Our graveyards are sacred, are they not? Memorials to our loved ones! Yet, we read time and time again in our local newspapers, about gravestones being damaged when vandals have gone on a wrecking spree within a cemetery. However, some 23,000 headstones in Scotland are potentially dangerous.  A young eight-year-old boy from Glasgow died when a 120-year-old headstone toppled over on him.

One of the problems is that the local authorities are only responsible for keeping the graveyards tidy. The owner of the gravestone is the lair holder, usually the family and descendants of the deceased. In Scotland, the normal practice is for the purchaser of a lair to be granted this right in perpetuity. This has serious implications because the lair holder has the responsibility for maintaining the gravestone. This is then passed onto their descendants. As you can imagine, this means that for older gravestones, the descendants can no longer be traced by the Local Authority or the body responsible for managing the graveyard. In addition, the number of surviving historic gravestones far outstrips the resources needed to care for and conserve them.

Ignorance and Indifference

Sometimes in our desire to care for these precious monuments, we cause more damage. I had an interesting conversation with a volunteer at Greyfriar’s Kirkyard. He said that when people wash the surface of the sandstone graves, thus destroying the surface patina. Within a year the writing is weathered away, destroyed by ignorance. He spoke of the disappearance of some of the rectangular gravestones.
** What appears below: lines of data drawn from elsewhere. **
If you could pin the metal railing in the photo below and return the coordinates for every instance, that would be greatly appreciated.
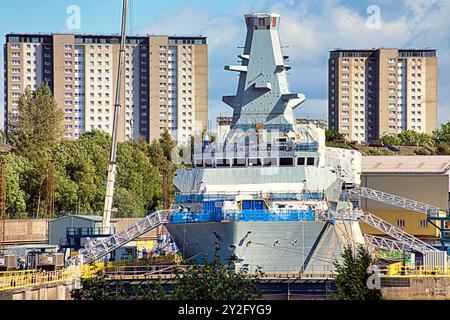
(99, 248)
(397, 270)
(306, 195)
(13, 280)
(393, 200)
(275, 271)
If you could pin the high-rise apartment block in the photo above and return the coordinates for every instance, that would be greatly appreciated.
(165, 81)
(380, 92)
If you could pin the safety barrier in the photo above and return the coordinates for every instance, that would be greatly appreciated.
(398, 270)
(244, 215)
(13, 280)
(270, 196)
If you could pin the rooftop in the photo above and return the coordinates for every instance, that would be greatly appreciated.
(406, 164)
(86, 217)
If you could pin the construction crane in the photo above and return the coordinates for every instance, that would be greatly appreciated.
(117, 106)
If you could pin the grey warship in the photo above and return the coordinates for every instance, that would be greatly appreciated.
(260, 194)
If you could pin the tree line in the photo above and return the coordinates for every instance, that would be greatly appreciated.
(436, 143)
(44, 163)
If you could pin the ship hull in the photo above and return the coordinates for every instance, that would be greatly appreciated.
(292, 247)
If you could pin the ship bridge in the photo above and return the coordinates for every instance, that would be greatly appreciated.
(263, 101)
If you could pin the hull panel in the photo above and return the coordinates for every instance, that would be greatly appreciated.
(277, 247)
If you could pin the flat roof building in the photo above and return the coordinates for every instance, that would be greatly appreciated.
(165, 82)
(421, 178)
(376, 92)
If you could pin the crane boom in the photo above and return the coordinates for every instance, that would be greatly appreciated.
(117, 106)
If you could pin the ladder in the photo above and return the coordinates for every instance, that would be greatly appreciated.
(97, 249)
(398, 234)
(393, 200)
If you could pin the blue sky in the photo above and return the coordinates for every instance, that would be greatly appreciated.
(310, 28)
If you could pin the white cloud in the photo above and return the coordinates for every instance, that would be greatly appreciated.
(311, 28)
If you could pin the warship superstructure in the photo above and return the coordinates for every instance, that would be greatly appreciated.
(261, 195)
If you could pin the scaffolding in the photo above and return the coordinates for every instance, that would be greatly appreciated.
(97, 249)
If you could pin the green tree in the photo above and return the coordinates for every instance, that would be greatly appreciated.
(98, 288)
(167, 144)
(442, 134)
(351, 281)
(214, 281)
(36, 128)
(409, 137)
(392, 140)
(333, 136)
(15, 167)
(443, 149)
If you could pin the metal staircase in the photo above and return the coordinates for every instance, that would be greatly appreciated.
(97, 249)
(393, 200)
(399, 235)
(383, 243)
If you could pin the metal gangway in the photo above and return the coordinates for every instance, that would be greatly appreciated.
(402, 238)
(385, 243)
(99, 248)
(393, 200)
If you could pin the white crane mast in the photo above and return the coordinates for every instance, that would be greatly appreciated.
(117, 106)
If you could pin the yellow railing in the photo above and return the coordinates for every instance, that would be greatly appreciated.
(12, 280)
(398, 270)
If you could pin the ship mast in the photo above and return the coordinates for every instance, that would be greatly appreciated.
(112, 161)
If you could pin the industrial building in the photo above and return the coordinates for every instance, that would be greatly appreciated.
(422, 178)
(165, 81)
(373, 92)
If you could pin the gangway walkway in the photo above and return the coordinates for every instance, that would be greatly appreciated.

Some of the inhabitants of Edinburgh are in for a shock if they ever lift some of their patio slabs, as a man has found the stones to be a cheap source of material for his landscaping job!
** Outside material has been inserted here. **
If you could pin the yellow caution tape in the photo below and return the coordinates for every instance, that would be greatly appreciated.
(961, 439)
The volunteer also told of a horrific encounter he had with someone caught trying to chisel Thomas Riddell Esq.’s headstone from off the Flodden Wall. When asked what he was going to do with it, he said he would put it in his garden! In exasperation, the guide explained that this was not a fictional character, but the gravestone of a real person.

Perhaps the real threat is that we have become disconnected from the past. We no longer know who and where we have come from. Perhaps we have become too connected to the media and have forgotten that those who have passed before us, have helped to shape who we are today. We erect gravestones so we might remember our loved ones, but do we remember to care for that memory? I wonder!